-1

I'm wondering which method below is faster?

Suppose:

  • Maximum 10,000 products, each product has 1 user id, 1 cat id, 3 extra fields, and 5 images.
  • 90-99% users come to the website just for the information, not posting.

Method 1: get all data from a table from a query without "JOIN":

SELECT * FROM products WHERE ...

Table: products

id | name | poster_name | cat_name | code_1 | code_2 | content |
       dimensions | contact | message | images |

Method 2: get all data from multiple tables with "JOIN":

SELECT ... FROM products
           LEFT JOIN cats ON products.cat_id = casts.id
           LEFT JOIN users ON ....

table: products

id | name | code_1 | code_2 | content | cat_id | poster_id |

table: cats

id | cat_name |

table: users

id | poster_name |

table: extra

id | product_id | extra_info | extra_data |

table: images

id | product_id | img_src |
Rick James
  • 135,179
  • 13
  • 127
  • 222
Louis Tran
  • 1,154
  • 1
  • 26
  • 46
  • 1
    The performance of queries is dependent on a lot of things, and may vary from system to system. E.g., did you define any indexes? How many records are in these tables? A query on one table is almost always going to be faster than a join but it depends on other things. If your one table query gets a million records but your join only fetches 10, the join will probably (but not definitely) be faster. Obviously a simple test on your part would be the best answer. – S. Imp Dec 16 '16 at 19:37
  • Does this answer your question? [Is it better to store redundant information or join tables when necessary in MySQL?](https://stackoverflow.com/questions/3237033/is-it-better-to-store-redundant-information-or-join-tables-when-necessary-in-mys) – philipxy Apr 14 '22 at 22:06

2 Answers2

1

The first method will usually be faster for reads, and the second one will help you maintain data integrity and usually will be faster for writes.

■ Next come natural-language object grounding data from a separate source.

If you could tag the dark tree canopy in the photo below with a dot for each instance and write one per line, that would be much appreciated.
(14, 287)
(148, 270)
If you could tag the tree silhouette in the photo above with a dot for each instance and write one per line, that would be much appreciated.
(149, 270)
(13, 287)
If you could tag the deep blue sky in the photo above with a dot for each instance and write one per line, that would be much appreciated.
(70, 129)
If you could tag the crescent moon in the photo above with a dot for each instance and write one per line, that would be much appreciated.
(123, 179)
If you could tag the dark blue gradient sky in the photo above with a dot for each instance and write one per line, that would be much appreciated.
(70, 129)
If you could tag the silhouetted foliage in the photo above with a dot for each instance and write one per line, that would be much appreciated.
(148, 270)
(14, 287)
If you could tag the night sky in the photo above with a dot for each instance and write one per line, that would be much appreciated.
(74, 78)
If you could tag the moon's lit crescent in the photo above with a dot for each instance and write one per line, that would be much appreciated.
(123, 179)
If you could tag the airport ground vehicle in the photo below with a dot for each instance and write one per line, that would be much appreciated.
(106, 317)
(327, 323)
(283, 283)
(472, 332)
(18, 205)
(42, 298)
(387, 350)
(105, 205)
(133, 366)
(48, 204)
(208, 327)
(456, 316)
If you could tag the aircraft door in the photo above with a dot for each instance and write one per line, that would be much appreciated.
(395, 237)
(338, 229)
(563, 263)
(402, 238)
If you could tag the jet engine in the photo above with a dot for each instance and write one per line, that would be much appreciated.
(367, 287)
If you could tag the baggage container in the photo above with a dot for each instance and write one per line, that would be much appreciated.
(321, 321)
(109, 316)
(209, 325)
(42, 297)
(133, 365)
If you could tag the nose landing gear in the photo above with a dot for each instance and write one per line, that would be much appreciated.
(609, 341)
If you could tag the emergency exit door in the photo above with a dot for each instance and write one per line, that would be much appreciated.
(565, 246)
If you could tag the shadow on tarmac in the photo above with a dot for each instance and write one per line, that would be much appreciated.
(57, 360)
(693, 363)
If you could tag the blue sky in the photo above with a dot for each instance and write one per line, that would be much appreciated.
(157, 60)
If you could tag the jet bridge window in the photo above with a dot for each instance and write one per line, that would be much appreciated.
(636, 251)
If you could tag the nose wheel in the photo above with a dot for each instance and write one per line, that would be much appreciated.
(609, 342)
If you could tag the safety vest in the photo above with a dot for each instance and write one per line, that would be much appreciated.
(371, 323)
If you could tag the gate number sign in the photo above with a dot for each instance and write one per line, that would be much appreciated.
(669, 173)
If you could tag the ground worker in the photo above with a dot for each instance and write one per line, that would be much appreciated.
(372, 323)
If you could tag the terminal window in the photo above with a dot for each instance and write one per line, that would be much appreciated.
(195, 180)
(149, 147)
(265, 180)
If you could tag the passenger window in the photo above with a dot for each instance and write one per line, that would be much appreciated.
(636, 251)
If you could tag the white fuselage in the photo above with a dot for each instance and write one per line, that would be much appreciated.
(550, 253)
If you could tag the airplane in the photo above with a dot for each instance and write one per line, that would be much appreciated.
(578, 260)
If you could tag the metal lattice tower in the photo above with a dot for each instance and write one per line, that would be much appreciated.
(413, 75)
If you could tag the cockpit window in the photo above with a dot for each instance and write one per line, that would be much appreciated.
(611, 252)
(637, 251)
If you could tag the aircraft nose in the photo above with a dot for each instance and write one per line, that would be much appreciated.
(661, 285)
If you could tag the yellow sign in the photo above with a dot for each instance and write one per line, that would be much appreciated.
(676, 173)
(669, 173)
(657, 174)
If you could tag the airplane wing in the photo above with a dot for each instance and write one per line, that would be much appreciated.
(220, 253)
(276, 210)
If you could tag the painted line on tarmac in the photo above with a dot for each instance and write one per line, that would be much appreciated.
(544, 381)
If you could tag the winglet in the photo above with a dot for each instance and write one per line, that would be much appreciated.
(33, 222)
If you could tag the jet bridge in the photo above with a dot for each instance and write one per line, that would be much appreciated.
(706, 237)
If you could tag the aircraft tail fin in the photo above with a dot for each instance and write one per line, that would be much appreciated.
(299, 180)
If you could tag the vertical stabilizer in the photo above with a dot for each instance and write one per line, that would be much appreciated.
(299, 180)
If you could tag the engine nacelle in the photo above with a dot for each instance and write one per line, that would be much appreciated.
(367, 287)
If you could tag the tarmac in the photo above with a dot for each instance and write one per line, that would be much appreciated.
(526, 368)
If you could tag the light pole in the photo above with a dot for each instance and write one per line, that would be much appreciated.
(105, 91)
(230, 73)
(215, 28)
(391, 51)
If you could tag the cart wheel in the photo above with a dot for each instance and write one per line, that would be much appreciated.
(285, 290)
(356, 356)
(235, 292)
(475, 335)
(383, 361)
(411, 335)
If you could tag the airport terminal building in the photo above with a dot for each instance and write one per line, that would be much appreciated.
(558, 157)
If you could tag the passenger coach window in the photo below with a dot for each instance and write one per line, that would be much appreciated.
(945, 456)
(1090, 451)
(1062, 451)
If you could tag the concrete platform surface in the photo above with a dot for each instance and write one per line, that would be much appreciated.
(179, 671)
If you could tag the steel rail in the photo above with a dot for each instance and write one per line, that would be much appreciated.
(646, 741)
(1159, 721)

The transition from the later form to the former is called denormalization and is usually used in data warehouses, while operational ("live") databases usually prefer the later form (second method).

Jiri Tousek
  • 12,211
  • 5
  • 29
  • 43
  • If most users (90-95%) just visit to read the information on the website. And database structure doen't need to be changed frequently. Is the method 1 better in the case? – Louis Tran Dec 16 '16 at 19:49
  • 1
    That depends on your particular setup and needs. I would personally only consider method 1 for that kind of database if I was sure I absolutely need the performance increase, and that it cannot be gained any other way (e.g. improving indexes, tuning execution plans etc.). Also note that the method 1 consumes more space. – Jiri Tousek Dec 16 '16 at 19:53
  • When you said "method 1 comsumes more space". that meant you counted NULL values in the combination table and if I used method 2: I could save those spaces? I think in case all fields contain data, both method consumse the same space. – Louis Tran Dec 16 '16 at 20:08
  • 2
    That's not true - imagine thousand of the entries have category "Home accessories". In first case, all of them will have this string saved in each row, that is 1000 x 17 characters, so at least 1000 x 17 bytes. While in the second case, there will only be ID stored for each row, and the category text will only be stored once, so it could be something like 1000 x 4 bytes + 1 x (4 + 17) bytes. – Jiri Tousek Dec 16 '16 at 20:41
  • You are right. Method 1 consumes more space. But I think I'm gonna go with it because my database is small (biggest table always less than 500 records) and method 1 is easy to maintain, no complex query involved. Thank you. – Louis Tran Dec 17 '16 at 01:28
1

You have not finished asking the question. Method 2 has no WHERE, so it will deliver 10K rows, plus have to do 20K lookups into the other tables. That makes it the loser.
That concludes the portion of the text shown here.